Sitting up on the roof of this shabby motel they all called home now, she could see people, her people, walking around and living. That's all she has to do, right? Keep them living? That's going well so far but for how long? From here, she can see Jake. He's walking around holding a beat up basketball with a girl at his side. Lana, maybe. Just about that age, she thinks and promises herself she won't butt in and be that overbearing mother she always feared she'd become. She looks away.

  
Of all places she could have shifted her eyes to, it had to be to the little corner under the giant sign beaten down by the weather bearing the motel's name where her brother was currently sitting under. That kid, whats-his-face, sitting near him. Always together, she's noticed. She humored Dylan's very plausible theory that Chris, having lost contact with a certain Jill Valentine, had given up and joined the other team. All that love to one woman, there's nothing left for anyone else. At least with whats-his-face, he's not so alone. But God, does she miss him. The old him. Not the grouchy, hardened, broken bastard he is now.

  
He looks up at her. There was a time where they could exchange a thousand words with a glance. They could speak to each other almost telepathically the way close siblings do. She knew when he needed comfort (his eyes would turn down, never really locking on anyone else's), he knew when she needed reassurance (her eyes would shift, never really focusing on one thing). At least before there was anger and resentment, hurt and pain from both sides. But now, there was nothing. She couldn't read a thing on his face or in the eyes they shared. Maybe there really was nothing left between them. She's the first to look away.

  
Coming into the parking lot, was one of her Jeeps. Or rather hers and Leon's. It was going slow which meant good news. If something went wrong, they'd have sped in, throwing up dust and creating a scene. Sending people on runs didn't make her nervous anymore, but she still would have gone herself; she hated the idea of someone getting hurt when it could have been her. You take your cuts and bruises like a champ and wear that shit like armor.

  
The Jeep finds it's place next to the two other cars they were lucky to scavenge and the four sitting in it hop out. There was Brad, then Dylan pushing his long blond hair back, an old looking hunting rifle strapped to his shoulder, looking pretty much the same except for the obvious. She liked that, the consistency. He stepped up where Chris stepped down, or rather, he and Leon. Subtract one, add two. Useless math now. Leon's not far behind, walking side by side with that woman, Ada. Another woman would be...jealous, something of that nature. But no, nothing like that mattered anymore. Plus, she knew how much Ada's frustratingly teasing behavior annoyed Leon.

  
Claire was done being idle, always the busy body, and she makes her way off the motel roof. She always liked leveled ground, organic earth, better anyway.

 

* * *

 

 

"What are you doing? Looking at ghosts, old man?"

  
"Ghosts don't exist anymore. Whatever's dead comes back."

  
Brandon readjusted against the metal pole they were leaning against. The way they were sitting on the ground underneath the big motel sign brought him back to when he was younger and he would hang out with his friends, doing things his mother may not have been too proud of. Spending his time with people that weren't the best company. Nothing has changed really.

  
"You miss her?" He says, playing with the strings of his sweater. 

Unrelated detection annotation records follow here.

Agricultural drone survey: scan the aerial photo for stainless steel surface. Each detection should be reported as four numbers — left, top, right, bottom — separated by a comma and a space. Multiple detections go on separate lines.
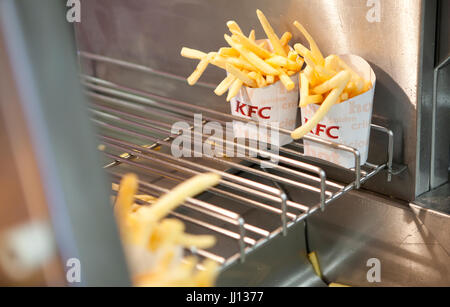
430, 1, 450, 189
410, 188, 450, 255
0, 0, 129, 286
76, 0, 436, 200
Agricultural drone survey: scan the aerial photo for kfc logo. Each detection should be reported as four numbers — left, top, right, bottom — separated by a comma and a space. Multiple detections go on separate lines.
305, 117, 340, 139
236, 100, 272, 119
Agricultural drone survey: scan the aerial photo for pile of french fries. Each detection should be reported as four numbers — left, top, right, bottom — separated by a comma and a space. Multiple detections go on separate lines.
291, 21, 372, 140
181, 10, 372, 140
181, 10, 304, 101
113, 173, 220, 287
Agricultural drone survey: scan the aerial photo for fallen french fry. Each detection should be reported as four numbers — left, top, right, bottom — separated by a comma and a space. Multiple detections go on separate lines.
138, 173, 220, 221
114, 174, 138, 229
306, 95, 323, 105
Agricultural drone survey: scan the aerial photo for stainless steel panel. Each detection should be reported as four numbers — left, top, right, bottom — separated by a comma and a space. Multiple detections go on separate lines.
430, 1, 450, 189
76, 0, 436, 200
0, 0, 128, 286
308, 192, 450, 286
217, 223, 327, 287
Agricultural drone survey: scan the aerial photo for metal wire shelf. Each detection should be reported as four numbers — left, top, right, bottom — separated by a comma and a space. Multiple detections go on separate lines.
80, 52, 394, 268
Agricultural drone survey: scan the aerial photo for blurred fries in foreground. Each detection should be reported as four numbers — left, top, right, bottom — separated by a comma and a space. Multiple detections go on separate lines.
113, 173, 220, 287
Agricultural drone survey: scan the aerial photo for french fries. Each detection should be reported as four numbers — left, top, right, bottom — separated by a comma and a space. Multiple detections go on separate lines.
181, 10, 372, 143
112, 173, 220, 286
181, 10, 304, 101
291, 71, 351, 140
256, 10, 287, 57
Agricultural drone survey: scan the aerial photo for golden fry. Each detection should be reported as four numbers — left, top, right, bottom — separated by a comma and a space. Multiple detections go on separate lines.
300, 73, 309, 107
280, 32, 292, 47
266, 75, 275, 84
248, 30, 256, 42
279, 69, 295, 91
214, 74, 236, 96
227, 20, 244, 34
181, 47, 207, 60
291, 71, 351, 140
219, 47, 240, 57
312, 70, 351, 94
114, 174, 138, 230
226, 63, 256, 87
187, 53, 213, 86
227, 79, 244, 101
294, 21, 325, 66
137, 173, 220, 221
224, 34, 279, 75
256, 10, 287, 57
232, 32, 271, 59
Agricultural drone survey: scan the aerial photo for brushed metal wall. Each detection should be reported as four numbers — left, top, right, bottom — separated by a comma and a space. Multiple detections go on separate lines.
76, 0, 436, 200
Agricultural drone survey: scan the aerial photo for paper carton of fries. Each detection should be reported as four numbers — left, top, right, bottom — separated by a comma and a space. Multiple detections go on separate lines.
301, 55, 376, 168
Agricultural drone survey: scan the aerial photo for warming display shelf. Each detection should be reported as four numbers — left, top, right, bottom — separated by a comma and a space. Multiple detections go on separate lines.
80, 53, 400, 267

Chris furrowed his brow and looked at him. "Who?"

"Claire." He sighed. Sometime's the old man played dumb.

He scoffed but it seemed so half-hearted. "She's not dead, is she?"

Brandon shrugged again. "I just figured since you keep staring at her like a lost dog that you missed her. That or there's some Lannister shit going on with you that I don't know and don't care to know about."

Chris punched the kid hard on the shoulder, earning a wince, a yelp, and a "dude, what the fuck?"

"Don't talk like that!" Chris growled, settling back. Holding his shoulder, Brandon inched away, his face twisted up angrily. 

"Maybe that's why no one likes you." He said. Chris shrugged. "You're too rough-and-tumble." 

"Have to be. Anyway, let me ask you something." 

"Go ahead." 

"You seen any dogs around?" He started looking at the trees. The dog he saw earlier was scratching at his mind; they weren't many around anymore. Not ones that were healthy, seemingly docile like the one he saw. It was too suspicious and weird to just let go.

"What? You looking for a little buddy?" Brandon smirked, still rubbing his now bruised shoulder. "Something to cuddle with on those cold winter nights?"

"You want me to punch you again?"

Brandon held up his hands in surrender. "Go easy. Anyway, no, I haven't seen any of our former, furry, four-legged friends. Why?"

He shook his head. The trees were still, quiet, but he had the feeling someone was watching him. Paranoia brought on by his previous job, he'd admit. "Just wondering." He said, his tone one of finality. He stood up and wiped the back of his worn out jeans. 

"Don't go crazy on me now." Brandon said, eyeing him from where he sat.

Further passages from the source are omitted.